人間を警戒する野良の子猫を呼ぶみたいに、アイボリーが「ナルちゃん、ごめんやでー。ほら、出ておいでー」と、テーブルの下に呼びかけている。カーディナルの姿を視界の端でも捉えていたいしおんも、アイボリーに倣ってテーブルの下を覗き込んだ。
「カーディナル、俺の成長した姿、しっかり見ててくれよ」
「そうやで。今、見とかんと、ここから俺の逆転が始まるで」
「カーディナルが見ててくれたら勝てる気がするから出てきてくれよ」
互いに自信満々に勝利を宣言するしおんとアイボリーの努力により、渋々とテーブルの下から出てくるカーディナル。
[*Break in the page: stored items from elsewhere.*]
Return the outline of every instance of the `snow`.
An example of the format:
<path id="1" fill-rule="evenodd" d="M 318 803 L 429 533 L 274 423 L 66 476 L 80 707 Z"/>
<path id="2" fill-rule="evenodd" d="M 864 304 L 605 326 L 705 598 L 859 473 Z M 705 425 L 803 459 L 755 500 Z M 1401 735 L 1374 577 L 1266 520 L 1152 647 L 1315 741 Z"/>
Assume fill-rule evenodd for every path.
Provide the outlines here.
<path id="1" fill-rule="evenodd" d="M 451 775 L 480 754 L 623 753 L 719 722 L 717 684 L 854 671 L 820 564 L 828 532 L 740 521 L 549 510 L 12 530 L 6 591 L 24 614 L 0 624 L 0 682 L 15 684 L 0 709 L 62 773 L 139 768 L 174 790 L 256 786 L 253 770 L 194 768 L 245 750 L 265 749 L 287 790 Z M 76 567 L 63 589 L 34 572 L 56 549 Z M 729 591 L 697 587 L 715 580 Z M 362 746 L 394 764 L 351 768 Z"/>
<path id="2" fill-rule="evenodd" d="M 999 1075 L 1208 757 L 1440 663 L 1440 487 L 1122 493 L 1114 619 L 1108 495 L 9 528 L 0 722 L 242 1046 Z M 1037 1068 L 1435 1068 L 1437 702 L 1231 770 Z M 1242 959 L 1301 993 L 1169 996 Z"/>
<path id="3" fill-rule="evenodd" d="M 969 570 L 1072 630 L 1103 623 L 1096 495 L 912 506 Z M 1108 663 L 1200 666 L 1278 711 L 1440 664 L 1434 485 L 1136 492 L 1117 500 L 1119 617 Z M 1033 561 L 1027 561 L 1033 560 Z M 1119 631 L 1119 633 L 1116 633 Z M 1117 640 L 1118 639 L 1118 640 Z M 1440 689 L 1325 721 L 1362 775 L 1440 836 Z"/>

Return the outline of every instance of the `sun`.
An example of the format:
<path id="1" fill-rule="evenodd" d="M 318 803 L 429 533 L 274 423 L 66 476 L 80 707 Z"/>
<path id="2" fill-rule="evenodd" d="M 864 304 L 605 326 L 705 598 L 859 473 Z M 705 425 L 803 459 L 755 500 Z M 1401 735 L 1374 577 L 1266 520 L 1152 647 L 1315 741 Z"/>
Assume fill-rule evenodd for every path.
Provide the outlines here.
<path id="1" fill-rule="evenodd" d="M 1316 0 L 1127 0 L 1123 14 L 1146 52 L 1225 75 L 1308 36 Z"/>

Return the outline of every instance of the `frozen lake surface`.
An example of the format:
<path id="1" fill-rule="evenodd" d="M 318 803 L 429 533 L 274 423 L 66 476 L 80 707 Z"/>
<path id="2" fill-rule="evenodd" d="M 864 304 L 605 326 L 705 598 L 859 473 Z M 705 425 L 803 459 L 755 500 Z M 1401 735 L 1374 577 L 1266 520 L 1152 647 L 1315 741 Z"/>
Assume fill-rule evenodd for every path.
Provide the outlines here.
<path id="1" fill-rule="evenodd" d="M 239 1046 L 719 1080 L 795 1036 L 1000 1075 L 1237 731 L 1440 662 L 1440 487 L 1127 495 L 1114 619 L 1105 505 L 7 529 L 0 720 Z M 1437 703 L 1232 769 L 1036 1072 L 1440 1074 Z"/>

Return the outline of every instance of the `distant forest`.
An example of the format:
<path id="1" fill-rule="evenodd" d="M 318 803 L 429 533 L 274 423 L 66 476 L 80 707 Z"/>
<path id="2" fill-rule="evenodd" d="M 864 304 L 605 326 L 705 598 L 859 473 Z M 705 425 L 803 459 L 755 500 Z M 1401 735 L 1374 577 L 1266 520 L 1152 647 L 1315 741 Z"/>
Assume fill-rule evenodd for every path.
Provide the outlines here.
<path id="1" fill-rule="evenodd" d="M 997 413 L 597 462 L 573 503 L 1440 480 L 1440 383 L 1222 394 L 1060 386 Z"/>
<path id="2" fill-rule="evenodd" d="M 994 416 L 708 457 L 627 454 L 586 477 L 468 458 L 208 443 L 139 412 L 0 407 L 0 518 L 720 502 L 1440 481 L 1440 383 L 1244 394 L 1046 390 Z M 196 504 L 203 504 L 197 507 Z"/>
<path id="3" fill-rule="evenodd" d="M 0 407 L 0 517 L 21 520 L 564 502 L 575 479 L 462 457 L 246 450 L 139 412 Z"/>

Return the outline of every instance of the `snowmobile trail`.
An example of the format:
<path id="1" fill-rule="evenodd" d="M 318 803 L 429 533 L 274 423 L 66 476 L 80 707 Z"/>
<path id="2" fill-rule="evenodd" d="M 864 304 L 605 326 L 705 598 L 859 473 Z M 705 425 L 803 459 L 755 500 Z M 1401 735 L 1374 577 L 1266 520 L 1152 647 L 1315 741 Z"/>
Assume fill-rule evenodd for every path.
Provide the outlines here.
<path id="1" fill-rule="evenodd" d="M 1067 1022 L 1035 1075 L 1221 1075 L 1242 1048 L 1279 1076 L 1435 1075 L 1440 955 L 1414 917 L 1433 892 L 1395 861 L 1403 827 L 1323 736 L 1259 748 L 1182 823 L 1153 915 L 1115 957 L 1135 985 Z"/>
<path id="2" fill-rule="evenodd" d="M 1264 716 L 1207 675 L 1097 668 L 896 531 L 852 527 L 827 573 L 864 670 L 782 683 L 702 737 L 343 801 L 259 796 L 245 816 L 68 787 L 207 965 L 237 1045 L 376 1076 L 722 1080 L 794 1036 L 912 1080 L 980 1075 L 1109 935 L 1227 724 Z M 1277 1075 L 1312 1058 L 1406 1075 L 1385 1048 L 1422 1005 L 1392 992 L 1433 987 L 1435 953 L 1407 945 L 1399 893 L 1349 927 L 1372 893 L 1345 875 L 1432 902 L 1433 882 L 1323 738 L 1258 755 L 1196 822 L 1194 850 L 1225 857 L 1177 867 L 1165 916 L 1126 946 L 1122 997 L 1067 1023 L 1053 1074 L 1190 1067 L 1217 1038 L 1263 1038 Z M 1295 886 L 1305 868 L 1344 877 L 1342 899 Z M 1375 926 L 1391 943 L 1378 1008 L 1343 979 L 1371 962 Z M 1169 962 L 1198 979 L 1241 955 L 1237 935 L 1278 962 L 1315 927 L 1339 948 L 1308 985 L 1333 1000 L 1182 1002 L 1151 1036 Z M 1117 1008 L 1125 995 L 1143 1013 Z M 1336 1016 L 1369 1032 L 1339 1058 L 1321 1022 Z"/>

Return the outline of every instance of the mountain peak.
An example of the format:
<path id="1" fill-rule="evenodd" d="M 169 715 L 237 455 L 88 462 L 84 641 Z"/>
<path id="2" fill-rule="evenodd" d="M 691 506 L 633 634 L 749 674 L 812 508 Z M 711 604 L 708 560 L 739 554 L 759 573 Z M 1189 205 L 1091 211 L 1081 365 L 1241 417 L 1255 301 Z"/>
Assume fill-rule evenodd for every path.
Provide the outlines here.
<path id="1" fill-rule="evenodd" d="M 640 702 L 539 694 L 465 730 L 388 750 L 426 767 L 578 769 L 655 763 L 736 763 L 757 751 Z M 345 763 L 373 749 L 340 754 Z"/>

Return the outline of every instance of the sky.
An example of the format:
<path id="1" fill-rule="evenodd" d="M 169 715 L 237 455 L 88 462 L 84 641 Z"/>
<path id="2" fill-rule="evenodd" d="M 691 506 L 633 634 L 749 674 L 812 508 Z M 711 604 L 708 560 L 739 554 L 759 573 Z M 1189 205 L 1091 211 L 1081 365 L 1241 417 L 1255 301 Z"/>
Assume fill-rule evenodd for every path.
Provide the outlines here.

「次、好きなところを叫んだら、家に帰るからな」と釘を刺すのも忘れず、椅子に腰を下ろしてお菓子をちまちまと食べ始める。やはりカーディナルを視界に映すだけで、一気に景色が華やかになった。もうカーディナルなしでは生きていけない気がする。
「さて。それじゃあ、ゲームを再開しよか」
カボチャのゲージを五百まで減らされているのに、未だに余裕の色を保ったままのアイボリーが不敵に微笑んだ。このゲームは運要素が強い。ここから一気に巻き返される可能性も十分にあり得る。しおんは緊張した面持ちでゴクリと生唾を飲み込んで肯いた。
アイボリーの「じゃんっけん、ぽんっ!」という掛け声でグーを出す。対するアイボリーの手はチョキ。まだ神様に見捨てられていなかった。しおんの勝利だ。『ダークネスシャワー』でアイボリーのカボチャを更に二百削り、無傷のまま残り三百まで減らすことに成功する。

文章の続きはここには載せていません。